Meecham crossed the road. He felt sluggish, and wished he could have stayed in bed until it was light.
In front of the courthouse a thirty-foot Christmas tree had been put up and four county prisoners were stringing it with colored lights under the direction of a deputy. The deputy wore fuzzy orange ear-muffs, and he kept stamping his feet rhythmically, either to keep warm or because there was nothing else to do.
When Meecham approached, all four of the prisoners stopped work to look at him, as they stopped to look at nearly everyone who passed, realizing that they had plenty of time and nothing to lose by a delay.
“Speed it up a little, eh, fellows?” The deputy whacked his hands together. “What’s the matter, you paralyzed or something, Joe?”
Joe looked down from the top of the ladder and laughed, showing his upper teeth filled at the gum-line with gold. “How’d you like to be inside with a nice rum toddy, Huggins? Mmm?”

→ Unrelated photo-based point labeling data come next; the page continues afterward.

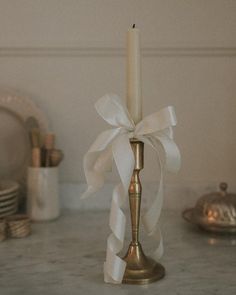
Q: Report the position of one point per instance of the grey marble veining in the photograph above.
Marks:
(66, 257)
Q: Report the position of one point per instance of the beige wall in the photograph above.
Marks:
(66, 54)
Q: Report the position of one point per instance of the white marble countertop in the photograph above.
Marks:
(66, 257)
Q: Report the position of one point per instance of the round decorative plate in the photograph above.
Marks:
(8, 197)
(18, 115)
(191, 216)
(8, 202)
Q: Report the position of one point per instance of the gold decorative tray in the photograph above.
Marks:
(191, 216)
(215, 212)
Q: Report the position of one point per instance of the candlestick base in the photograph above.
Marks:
(141, 269)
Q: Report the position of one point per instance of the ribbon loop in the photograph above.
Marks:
(155, 130)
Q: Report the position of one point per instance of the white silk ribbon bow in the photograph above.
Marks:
(154, 130)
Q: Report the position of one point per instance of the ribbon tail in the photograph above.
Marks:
(114, 266)
(98, 160)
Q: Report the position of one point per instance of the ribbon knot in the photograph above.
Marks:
(154, 130)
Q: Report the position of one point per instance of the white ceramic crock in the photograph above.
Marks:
(42, 193)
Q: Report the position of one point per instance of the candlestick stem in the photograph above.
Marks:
(139, 269)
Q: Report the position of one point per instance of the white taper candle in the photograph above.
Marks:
(134, 89)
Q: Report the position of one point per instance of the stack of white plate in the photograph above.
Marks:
(8, 198)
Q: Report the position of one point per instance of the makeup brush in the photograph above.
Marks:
(49, 143)
(36, 157)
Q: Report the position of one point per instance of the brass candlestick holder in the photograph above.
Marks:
(140, 269)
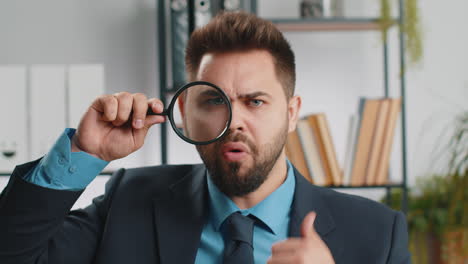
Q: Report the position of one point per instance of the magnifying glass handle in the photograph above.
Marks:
(150, 112)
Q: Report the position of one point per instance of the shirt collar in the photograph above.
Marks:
(272, 211)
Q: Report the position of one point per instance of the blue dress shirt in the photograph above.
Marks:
(65, 170)
(274, 213)
(62, 169)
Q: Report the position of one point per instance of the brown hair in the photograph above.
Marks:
(240, 31)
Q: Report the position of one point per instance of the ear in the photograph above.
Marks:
(294, 106)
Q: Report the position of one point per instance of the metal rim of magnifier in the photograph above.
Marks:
(170, 111)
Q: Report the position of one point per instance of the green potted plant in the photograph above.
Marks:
(438, 207)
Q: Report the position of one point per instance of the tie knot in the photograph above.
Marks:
(240, 228)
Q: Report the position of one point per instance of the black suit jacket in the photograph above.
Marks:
(156, 215)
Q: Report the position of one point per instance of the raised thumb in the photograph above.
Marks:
(307, 226)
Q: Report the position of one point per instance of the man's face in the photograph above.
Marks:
(241, 161)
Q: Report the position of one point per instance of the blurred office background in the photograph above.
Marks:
(57, 55)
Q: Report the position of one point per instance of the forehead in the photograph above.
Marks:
(240, 72)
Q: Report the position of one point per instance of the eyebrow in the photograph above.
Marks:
(254, 94)
(209, 93)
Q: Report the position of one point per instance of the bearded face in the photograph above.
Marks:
(238, 178)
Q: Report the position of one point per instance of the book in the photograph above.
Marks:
(364, 141)
(295, 154)
(389, 132)
(353, 127)
(314, 123)
(330, 149)
(311, 152)
(377, 141)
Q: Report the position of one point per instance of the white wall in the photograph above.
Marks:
(333, 69)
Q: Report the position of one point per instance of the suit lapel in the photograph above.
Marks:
(179, 216)
(307, 198)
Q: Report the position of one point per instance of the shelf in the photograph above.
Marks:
(328, 24)
(391, 185)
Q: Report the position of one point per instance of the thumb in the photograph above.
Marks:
(307, 226)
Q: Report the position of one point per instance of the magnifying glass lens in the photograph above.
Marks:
(202, 112)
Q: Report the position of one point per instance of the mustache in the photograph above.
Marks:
(232, 136)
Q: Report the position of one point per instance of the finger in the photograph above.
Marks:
(288, 246)
(140, 106)
(283, 259)
(124, 109)
(307, 226)
(107, 106)
(156, 106)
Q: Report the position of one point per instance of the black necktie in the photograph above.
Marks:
(239, 247)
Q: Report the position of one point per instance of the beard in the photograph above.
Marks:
(227, 176)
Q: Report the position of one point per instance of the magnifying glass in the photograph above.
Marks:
(203, 115)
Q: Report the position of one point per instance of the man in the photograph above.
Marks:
(245, 204)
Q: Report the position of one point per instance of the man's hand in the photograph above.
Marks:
(116, 125)
(307, 249)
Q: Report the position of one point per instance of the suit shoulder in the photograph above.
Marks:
(348, 205)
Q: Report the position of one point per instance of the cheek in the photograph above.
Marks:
(266, 126)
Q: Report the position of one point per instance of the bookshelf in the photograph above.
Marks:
(307, 26)
(167, 85)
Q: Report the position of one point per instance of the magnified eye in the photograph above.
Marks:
(256, 102)
(216, 101)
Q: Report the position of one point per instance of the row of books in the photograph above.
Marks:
(370, 138)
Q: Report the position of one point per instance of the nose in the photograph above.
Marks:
(238, 119)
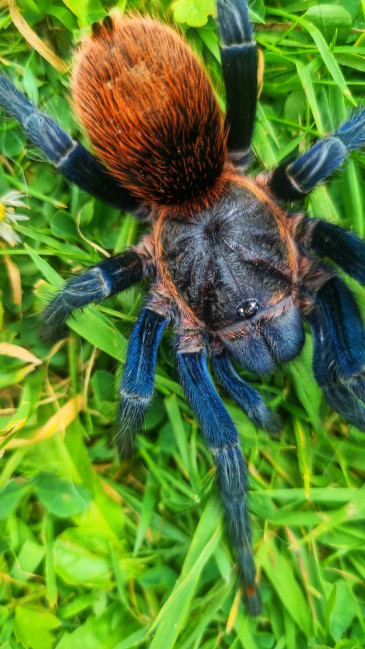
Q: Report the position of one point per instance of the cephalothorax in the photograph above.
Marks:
(235, 273)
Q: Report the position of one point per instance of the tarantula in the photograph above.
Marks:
(232, 269)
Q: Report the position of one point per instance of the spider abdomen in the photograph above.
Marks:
(150, 112)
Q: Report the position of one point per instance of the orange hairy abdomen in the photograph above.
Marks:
(150, 112)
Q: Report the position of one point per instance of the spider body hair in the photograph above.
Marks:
(153, 120)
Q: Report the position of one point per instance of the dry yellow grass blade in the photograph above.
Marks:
(8, 349)
(34, 40)
(55, 424)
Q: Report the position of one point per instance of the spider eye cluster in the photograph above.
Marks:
(247, 309)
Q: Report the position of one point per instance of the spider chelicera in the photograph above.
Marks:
(231, 269)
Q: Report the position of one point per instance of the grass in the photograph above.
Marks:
(114, 555)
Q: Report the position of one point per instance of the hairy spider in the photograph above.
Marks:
(232, 269)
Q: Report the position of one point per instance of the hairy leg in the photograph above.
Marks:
(136, 389)
(339, 350)
(222, 438)
(345, 248)
(239, 65)
(109, 277)
(291, 181)
(245, 396)
(68, 156)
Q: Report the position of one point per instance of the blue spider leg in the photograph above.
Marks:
(239, 66)
(292, 181)
(246, 397)
(222, 438)
(136, 389)
(107, 278)
(345, 248)
(339, 350)
(68, 156)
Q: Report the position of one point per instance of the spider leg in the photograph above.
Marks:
(107, 278)
(136, 389)
(345, 248)
(292, 181)
(339, 350)
(67, 155)
(222, 438)
(244, 395)
(239, 65)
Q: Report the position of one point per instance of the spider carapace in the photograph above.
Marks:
(230, 268)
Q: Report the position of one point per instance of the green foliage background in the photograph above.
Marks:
(107, 555)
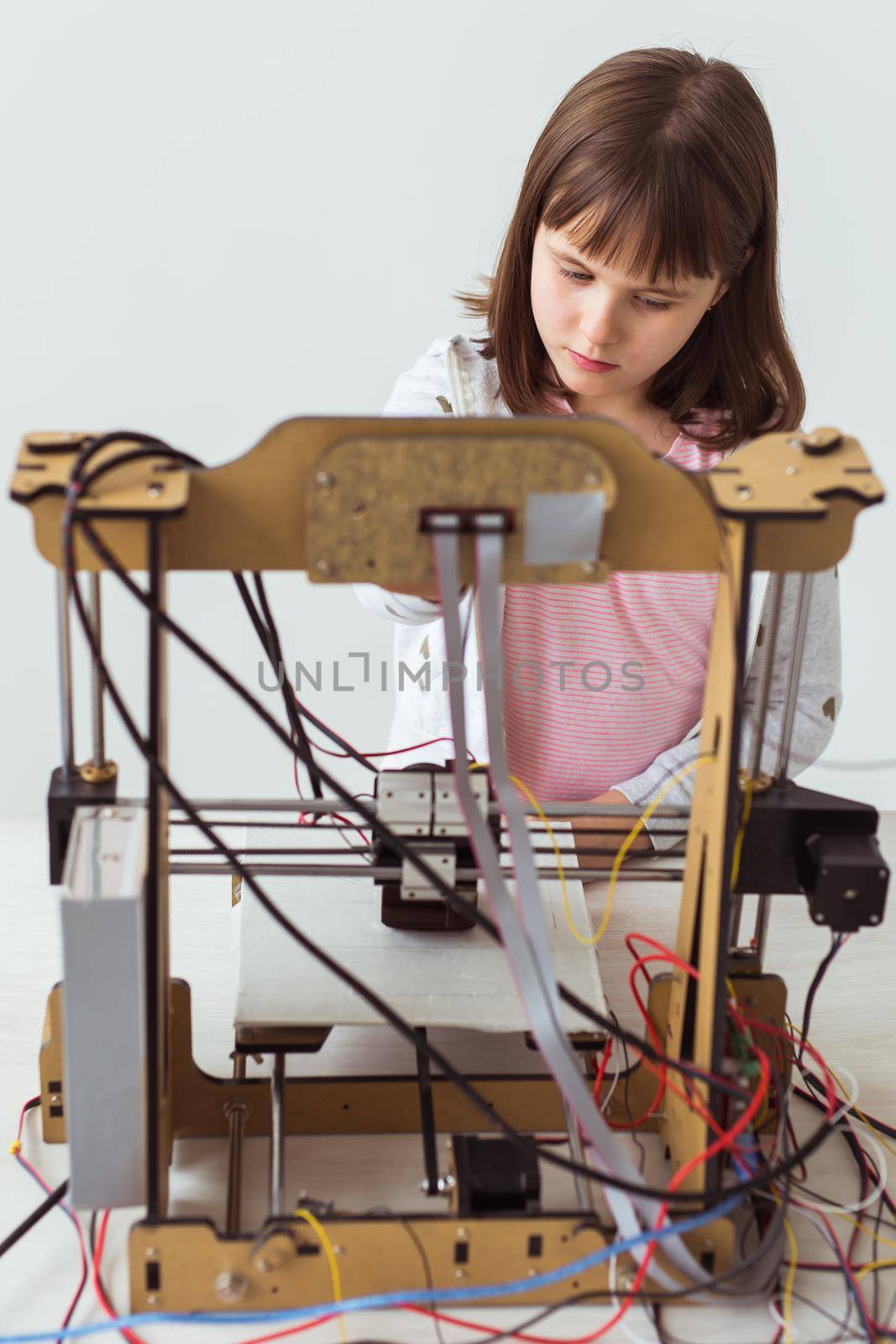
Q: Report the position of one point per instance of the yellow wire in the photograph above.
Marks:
(331, 1260)
(788, 1301)
(654, 803)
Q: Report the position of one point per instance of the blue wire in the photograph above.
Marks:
(382, 1300)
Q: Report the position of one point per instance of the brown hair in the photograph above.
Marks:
(674, 152)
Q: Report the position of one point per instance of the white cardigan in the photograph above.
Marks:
(452, 376)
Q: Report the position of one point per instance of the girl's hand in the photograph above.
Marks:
(607, 833)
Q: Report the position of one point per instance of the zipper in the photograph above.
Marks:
(459, 389)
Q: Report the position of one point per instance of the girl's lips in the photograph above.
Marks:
(590, 365)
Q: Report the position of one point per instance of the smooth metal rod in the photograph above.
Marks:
(762, 927)
(97, 719)
(765, 685)
(577, 1153)
(736, 909)
(235, 1110)
(793, 676)
(277, 1155)
(389, 874)
(324, 806)
(66, 716)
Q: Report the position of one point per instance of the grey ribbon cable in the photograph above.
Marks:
(539, 992)
(558, 1053)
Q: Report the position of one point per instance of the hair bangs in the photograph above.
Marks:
(647, 228)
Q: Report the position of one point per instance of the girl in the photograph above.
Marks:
(637, 281)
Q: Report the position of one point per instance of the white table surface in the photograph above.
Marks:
(853, 1025)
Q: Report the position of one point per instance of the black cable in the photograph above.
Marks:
(275, 656)
(705, 1200)
(50, 1202)
(876, 1124)
(836, 944)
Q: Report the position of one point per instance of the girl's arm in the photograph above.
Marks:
(419, 391)
(819, 702)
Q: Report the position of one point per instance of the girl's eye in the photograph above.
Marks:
(579, 279)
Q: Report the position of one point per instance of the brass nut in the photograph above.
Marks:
(231, 1288)
(102, 772)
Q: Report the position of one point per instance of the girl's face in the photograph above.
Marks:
(604, 315)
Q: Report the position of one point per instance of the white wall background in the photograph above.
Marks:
(219, 215)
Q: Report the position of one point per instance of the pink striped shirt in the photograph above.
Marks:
(600, 679)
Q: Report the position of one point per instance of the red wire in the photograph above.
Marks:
(43, 1184)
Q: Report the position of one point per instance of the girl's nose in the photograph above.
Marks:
(600, 324)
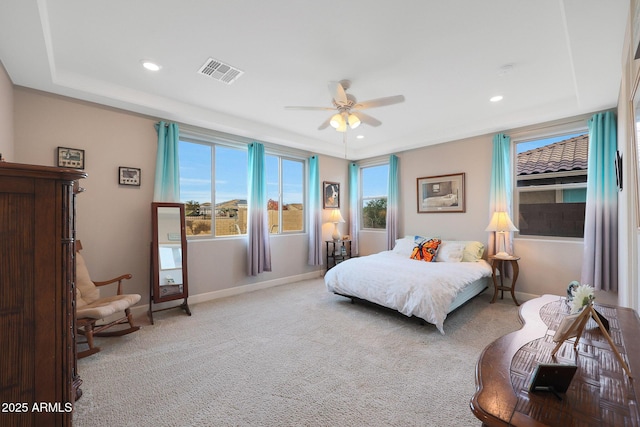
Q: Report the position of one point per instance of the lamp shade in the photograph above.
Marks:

“I never touch the stuff,” Huggins said. “Morning, Meecham.”
Meecham nodded. “Morning.”
“Up early catching worms?”
“That’s right.”
Huggins jerked his thumb at the ladder. “Me, I’m trying to inject the spirit of Christmas into these bums.”
Three of the men laughed. The fourth spat into the snow.
Meecham went inside. The steam had been turned on full force and the old-fashioned radiators were clanking like ghosts rattling their chains. Meecham was sweating before he reached the middle of the corridor, and the passages from his nose to his throat felt hot and dry as if he’d been breathing fire.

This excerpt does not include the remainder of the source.